Tanti i progetti realizzati da Officine Buone per i giovani, c’è un messaggio che vorreste dare ai ragazzi con il vostro operato?
Il messaggio è semplice, oltre che immediatamente riscontrabile con la pratica: aiutando gli altri si aiuta soprattutto sé stessi. I giovani, che spesso troviamo sui social a lamentarsi e a chiedere aiuto alle istituzioni, alla politica e alle generazioni precedenti, possono iniziare ad aiutare gli altri utilizzando la propria energia e il proprio talento. Con questa operazione aiuteranno sé stessi e la società li vedrà, finalmente, come protagonisti.
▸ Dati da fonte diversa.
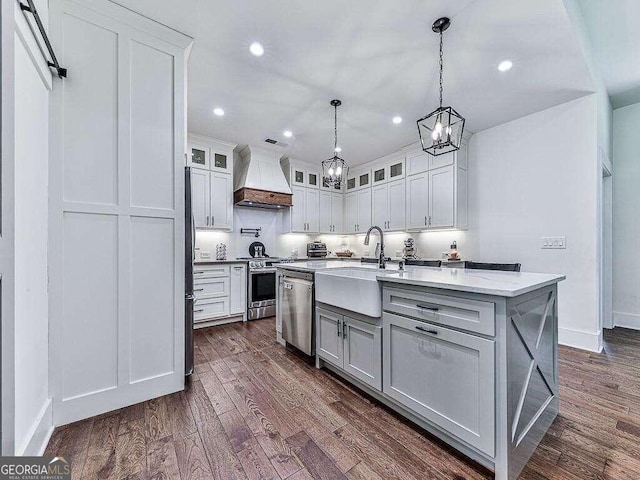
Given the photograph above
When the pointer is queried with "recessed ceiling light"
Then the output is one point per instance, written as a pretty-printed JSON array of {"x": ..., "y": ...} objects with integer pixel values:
[
  {"x": 505, "y": 65},
  {"x": 256, "y": 49}
]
Quali sono i vostri prossimi progetti?
Stiamo lavorando alla seconda stagione di “Involontario”, che sarà più grande e importante grazie ai successi raccolti dalla prima edizione. E poi stiamo lavorando a fare crescere il nostro secondo format Special Cook, che si affianca in maniera sempre più importante a Special Stage.
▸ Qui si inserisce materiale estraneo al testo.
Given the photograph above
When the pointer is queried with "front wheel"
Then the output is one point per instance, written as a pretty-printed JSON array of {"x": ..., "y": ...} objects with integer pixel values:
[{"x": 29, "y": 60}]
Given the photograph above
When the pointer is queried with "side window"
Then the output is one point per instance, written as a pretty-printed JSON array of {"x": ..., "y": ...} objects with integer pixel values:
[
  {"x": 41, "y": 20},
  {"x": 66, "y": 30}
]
Con Special Stage facciamo suonare centinaia di giovani negli ospedali italiani, con Special Cook portiamo giovani chef di talento a cucinare in reparto e questo genera bellissime “conseguenze. I pazienti possono godere di una sorpresa buona ed essere educati a una buona alimentazione quando tornano a casa dopo la degenza, i giovani chef imparano a cucinare meglio grazie al confronto con i nutrizionisti degli ospedali e, in futuro, potremo riuscire a migliorare i menu degli ospedali che saranno firmati dagli chef. E’ un’operazione ambiziosa che suona come una rivoluzione e infatti, per una realtà giovane come la nostra, realizzare una vera rivoluzione del volontariato che parte dai giovani è proprio la nostra missione.